Today, as monitors improve and video cards and operating systems improve, we are much closer to a goal of all being on the same page where color is concerned without having to profile.

Using a scale of 1-10, ten years ago an average computer probably achieved 3-4 out of 10 towards meeting an sRGB gamut. 10 years ago very few monitors supported more than 60% of the sRGB gamut and laptops significantly less.. so depending on where in the gamut you pulled your 60% you could be "kinda" on, or way off. Today, monitors almost routinely support 90-110% of the sRGB gamut, a huge improvement. And they've improved on the "factory calibration" so computers are now probably getting a 7-8 vs. the 3-4 from years past. Not bad, but not ideal either.

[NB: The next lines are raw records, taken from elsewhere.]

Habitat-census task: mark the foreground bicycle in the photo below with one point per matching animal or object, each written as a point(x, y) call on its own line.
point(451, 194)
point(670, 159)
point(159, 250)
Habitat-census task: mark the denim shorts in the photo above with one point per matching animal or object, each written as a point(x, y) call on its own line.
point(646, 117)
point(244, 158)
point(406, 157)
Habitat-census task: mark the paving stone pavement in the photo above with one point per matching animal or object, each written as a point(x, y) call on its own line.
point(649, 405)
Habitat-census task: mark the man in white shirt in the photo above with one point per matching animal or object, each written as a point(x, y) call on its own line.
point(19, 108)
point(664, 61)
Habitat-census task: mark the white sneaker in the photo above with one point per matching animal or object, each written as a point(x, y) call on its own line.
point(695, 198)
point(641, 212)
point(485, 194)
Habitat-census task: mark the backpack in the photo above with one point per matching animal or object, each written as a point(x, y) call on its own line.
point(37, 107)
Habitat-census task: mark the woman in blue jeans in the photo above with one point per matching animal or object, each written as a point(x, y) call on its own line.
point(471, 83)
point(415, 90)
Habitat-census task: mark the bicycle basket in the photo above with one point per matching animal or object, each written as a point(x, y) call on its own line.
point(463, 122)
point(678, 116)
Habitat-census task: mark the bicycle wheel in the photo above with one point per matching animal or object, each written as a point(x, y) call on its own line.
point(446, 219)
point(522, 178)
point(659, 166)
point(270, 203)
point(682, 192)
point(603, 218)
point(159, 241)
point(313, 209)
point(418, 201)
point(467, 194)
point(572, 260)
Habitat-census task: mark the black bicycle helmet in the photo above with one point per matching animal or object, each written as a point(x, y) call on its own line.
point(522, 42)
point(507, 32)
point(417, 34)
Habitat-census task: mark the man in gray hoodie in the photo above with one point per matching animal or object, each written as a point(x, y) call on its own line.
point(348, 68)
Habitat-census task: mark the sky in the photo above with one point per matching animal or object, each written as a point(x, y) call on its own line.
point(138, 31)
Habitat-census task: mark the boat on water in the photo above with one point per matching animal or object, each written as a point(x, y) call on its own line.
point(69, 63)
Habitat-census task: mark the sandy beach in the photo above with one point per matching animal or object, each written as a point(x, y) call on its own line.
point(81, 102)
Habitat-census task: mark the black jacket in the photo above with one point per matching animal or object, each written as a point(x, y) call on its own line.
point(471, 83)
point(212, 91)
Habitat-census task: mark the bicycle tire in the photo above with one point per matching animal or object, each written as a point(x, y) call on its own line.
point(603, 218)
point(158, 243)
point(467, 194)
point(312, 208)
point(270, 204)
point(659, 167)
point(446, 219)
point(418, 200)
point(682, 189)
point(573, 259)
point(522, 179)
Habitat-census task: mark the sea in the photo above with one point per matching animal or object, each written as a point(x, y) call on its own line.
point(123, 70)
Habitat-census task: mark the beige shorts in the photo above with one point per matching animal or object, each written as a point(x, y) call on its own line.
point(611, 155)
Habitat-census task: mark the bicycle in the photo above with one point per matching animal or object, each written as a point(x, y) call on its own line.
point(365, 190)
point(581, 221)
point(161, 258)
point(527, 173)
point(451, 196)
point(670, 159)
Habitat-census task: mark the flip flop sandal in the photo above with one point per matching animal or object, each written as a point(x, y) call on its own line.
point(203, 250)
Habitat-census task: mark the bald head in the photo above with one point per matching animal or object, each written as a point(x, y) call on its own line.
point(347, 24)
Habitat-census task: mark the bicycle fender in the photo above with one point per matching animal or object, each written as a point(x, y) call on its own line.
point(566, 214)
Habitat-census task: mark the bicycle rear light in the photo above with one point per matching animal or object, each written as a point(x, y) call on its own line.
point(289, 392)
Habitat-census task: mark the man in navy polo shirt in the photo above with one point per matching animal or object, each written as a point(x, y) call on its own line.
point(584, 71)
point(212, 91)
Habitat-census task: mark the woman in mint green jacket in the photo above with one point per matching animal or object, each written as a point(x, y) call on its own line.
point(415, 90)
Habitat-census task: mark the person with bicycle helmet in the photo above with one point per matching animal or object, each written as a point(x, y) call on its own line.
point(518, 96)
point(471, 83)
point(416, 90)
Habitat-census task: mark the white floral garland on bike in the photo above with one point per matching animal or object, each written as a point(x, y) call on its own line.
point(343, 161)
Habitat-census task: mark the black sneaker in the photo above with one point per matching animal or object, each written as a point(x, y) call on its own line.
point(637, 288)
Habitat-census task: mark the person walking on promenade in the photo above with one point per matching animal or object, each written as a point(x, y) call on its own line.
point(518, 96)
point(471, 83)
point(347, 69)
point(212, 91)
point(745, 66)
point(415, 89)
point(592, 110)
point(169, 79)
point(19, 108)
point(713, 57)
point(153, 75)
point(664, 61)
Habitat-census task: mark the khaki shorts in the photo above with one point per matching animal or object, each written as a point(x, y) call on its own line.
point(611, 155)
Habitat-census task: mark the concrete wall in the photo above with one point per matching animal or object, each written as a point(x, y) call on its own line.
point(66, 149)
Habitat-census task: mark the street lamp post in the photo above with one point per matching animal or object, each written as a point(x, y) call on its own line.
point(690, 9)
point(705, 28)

A Imac, many high end laptops, most of the new Ultrabooks, they're all pretty good where it comes to color.

What this means, is that if you can profile your monitor to sRGB and get less than 10% away from perfection, then you're putting out a good image 'most' people with modern equipment will interprety with roughly 70% accuracy. However, if you didn't profile your monitor as the one making the image, you might only get without 30% accuracy and the variance for the unprofiled viewer might only allow him to 50% vs. the 70% if you profiled.

Of course this is all about averages as we can't know for sure what any one monitor is doing other than our own.. but I hope I've explained this well enough so you can see the advantages of profiling your images for the web.

And then there are the online photolabs, Blurb and other picture book makers, and basically all the products you can order with your images. The printers and machines making these products are painstakingly calibrated on a regular basis which helps reduce returns for bad color. This doesn't count in Thailand.. the stories I could tell..

There is so much more to this topic.. for instance, even when you're calibrated to sRGB for the web, why do most people see a signifcant difference when viewing their image in Lightroom for instance, as compared to seeing it posted on someone else's site vs. their web browser? I tried to explain most of this in my two articles, but to summarize you have browser variations in what they can detect and display, different programs are 'color managed' and others aren't, you're often using 3-4 imaging programs in your workflow and often 1 or more of these programs aren't color managed. and then there's your video card and monitor...

Let's say you buy an expensive monitor that claims to meet 100% of the sRGB gamut. Most people would think this is cool, all they need. Yet, 99% of such monitors also throw our "out of gamut" casts in addition to 100% of the gamut (just like a cheap monitor only displaying 60% of the gamut can do) and you'll see these casts.. they'll make your image appear one way in a color managed application like Photoshop or Lightroom, and a very different way once uploaded to the web and viewed in browser. This is the part of color management which has been driving pros nuts for years, and it's why a big part of my business is profiling/calibrating for other pros, usually reporters and event photographers who need to upload a profiled image via the internet.

Thankfully, NEC and Eizo each has a really good solution, but you'll need to spend big to get there. Basically they have advanced circuitry internal to their monitors which effectively "clamp down" on your selected gamut to ensure no stray color casts escape. And by using an external LUT (look up table) they're taking video card variances out of the equation. These monitors are a godsend. Now, instead of maintaining 5 workstations which are each calibrated for one of the five gamuts I regularly use in my business, I only need one workstation because these monitors allow you to switch between 5+ gamuts (profiled gamuts) with the click of a mouse. Fantastic technology.

Back to this utility originally posted. If you're not making files to be used to make prints, and you're not posting images to the web where it matters how accurate you are, then this program will allow you to quickly and easily get a better looking picutre on your screen. But do understand it's limitations.